Le recenti mareggiate e i cicloni che hanno colpito la costa vibonese hanno drasticamente accelerato il fenomeno dell'erosione. La spiaggia antistante è stata letteralmente inghiottita, trasformando la chiesetta in un monumento isolato tra i flutti. L’acqua è arrivata a lambire la scalinata e a penetrare all'interno della grotta attraverso incavi e finestre, mettendo in pericolo le celebri statue di tufo. Per ragioni di sicurezza, il sindaco Sergio Pititto ha disposto la chiusura precauzionale dell'accesso e lo stop alle visite.
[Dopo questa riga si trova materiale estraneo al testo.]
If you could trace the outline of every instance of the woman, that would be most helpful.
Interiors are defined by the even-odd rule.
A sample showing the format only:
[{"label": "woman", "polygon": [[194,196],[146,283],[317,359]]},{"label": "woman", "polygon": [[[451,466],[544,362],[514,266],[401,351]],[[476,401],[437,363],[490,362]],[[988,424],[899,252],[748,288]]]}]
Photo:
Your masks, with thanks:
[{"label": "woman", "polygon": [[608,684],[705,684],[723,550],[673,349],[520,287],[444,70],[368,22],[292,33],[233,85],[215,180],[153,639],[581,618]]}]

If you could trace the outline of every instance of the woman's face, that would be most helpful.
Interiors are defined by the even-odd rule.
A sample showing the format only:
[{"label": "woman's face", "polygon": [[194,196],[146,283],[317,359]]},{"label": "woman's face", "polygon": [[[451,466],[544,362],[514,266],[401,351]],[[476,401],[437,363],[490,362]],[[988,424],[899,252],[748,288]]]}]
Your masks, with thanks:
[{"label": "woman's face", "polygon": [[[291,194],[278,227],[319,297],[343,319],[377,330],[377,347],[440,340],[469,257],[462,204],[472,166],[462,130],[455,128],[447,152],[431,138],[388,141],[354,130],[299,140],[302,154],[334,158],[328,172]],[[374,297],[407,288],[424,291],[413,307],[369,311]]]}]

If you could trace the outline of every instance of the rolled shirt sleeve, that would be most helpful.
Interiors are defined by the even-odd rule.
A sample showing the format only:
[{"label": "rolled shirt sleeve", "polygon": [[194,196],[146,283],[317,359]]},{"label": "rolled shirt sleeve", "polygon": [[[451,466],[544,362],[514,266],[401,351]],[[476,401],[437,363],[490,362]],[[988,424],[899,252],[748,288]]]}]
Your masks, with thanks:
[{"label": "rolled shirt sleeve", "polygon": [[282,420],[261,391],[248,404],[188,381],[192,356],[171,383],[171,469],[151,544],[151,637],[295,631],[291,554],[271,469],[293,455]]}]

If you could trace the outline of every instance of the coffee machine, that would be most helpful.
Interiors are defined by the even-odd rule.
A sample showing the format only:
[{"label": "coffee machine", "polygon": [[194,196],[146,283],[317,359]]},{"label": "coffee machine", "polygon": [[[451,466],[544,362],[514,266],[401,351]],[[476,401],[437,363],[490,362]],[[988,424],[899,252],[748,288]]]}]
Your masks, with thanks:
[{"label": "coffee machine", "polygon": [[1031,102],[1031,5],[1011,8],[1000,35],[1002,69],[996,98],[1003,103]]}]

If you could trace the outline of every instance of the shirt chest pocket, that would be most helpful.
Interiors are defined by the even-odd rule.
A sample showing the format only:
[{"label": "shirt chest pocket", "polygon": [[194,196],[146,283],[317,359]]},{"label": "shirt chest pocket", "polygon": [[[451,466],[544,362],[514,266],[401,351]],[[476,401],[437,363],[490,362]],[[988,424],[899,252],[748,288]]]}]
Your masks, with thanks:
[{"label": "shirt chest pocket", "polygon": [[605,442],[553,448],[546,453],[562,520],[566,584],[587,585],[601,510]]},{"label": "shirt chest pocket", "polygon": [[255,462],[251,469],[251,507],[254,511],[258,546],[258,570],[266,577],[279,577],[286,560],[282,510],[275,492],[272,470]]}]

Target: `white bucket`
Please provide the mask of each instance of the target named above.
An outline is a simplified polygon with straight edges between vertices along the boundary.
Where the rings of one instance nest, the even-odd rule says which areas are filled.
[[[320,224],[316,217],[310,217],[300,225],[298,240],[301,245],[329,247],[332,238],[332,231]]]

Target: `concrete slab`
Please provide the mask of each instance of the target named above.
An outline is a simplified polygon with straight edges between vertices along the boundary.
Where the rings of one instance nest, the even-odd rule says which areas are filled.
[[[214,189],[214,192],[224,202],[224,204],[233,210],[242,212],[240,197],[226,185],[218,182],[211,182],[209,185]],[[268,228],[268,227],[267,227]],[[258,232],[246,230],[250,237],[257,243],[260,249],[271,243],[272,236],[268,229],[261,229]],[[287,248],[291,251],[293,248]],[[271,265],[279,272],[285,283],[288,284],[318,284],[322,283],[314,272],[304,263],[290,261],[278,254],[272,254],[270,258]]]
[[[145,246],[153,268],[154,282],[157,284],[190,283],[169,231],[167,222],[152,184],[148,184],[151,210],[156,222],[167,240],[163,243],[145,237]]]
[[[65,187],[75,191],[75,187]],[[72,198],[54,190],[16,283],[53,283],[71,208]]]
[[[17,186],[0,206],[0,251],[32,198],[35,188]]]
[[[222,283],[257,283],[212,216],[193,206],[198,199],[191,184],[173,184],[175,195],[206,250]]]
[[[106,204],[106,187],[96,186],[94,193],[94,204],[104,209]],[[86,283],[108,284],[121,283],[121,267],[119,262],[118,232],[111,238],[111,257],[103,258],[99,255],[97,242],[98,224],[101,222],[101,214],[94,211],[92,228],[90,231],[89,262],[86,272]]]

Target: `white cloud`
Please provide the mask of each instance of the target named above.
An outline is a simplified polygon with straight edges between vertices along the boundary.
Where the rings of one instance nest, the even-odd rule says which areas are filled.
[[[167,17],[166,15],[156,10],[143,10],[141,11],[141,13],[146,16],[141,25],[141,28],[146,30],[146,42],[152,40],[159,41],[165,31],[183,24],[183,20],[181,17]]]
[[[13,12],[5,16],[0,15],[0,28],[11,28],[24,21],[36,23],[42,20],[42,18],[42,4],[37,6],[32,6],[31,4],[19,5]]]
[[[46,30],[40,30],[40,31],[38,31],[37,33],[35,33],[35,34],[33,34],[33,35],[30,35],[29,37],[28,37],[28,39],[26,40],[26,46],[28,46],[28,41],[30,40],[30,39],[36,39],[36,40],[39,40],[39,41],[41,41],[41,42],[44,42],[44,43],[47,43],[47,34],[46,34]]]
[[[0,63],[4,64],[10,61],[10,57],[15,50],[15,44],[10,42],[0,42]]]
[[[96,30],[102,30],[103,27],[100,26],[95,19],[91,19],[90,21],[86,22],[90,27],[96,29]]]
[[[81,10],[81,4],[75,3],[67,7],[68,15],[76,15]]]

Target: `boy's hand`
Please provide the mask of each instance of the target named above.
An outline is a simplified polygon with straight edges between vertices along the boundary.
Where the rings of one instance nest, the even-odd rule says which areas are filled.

Nonostante la criticità, l'amministrazione comunale predica calma, puntando su un piano d'intervento già in fase di definizione. «Stiamo monitorando la situazione — ha dichiarato il primo cittadino — ed è già pronto un finanziamento di 1,8 milioni di euro per il restauro delle statue e degli interni». Il progetto, discusso con la Regione e la Sovrintendenza, prevede non solo il recupero artistico ma anche la valutazione di una barriera protettiva esterna per mitigare l'impatto delle onde, divenute più violente a causa dei cambiamenti climatici.
L'emergenza non riguarda solo Piedigrotta. Il Comune ha infatti dichiarato lo stato di calamità naturale dopo i danni del 12 e 13 febbraio. Il problema dell’erosione affligge l'intero litorale, dalla Marina alla Stazione, rendendo necessari interventi strutturali come barriere frangiflutti. L'obiettivo primario resta la conservazione di un "unicum" che unisce mito e devozione, per evitare che la forza del mare cancelli definitivamente una delle pagine più suggestive della cultura calabrese.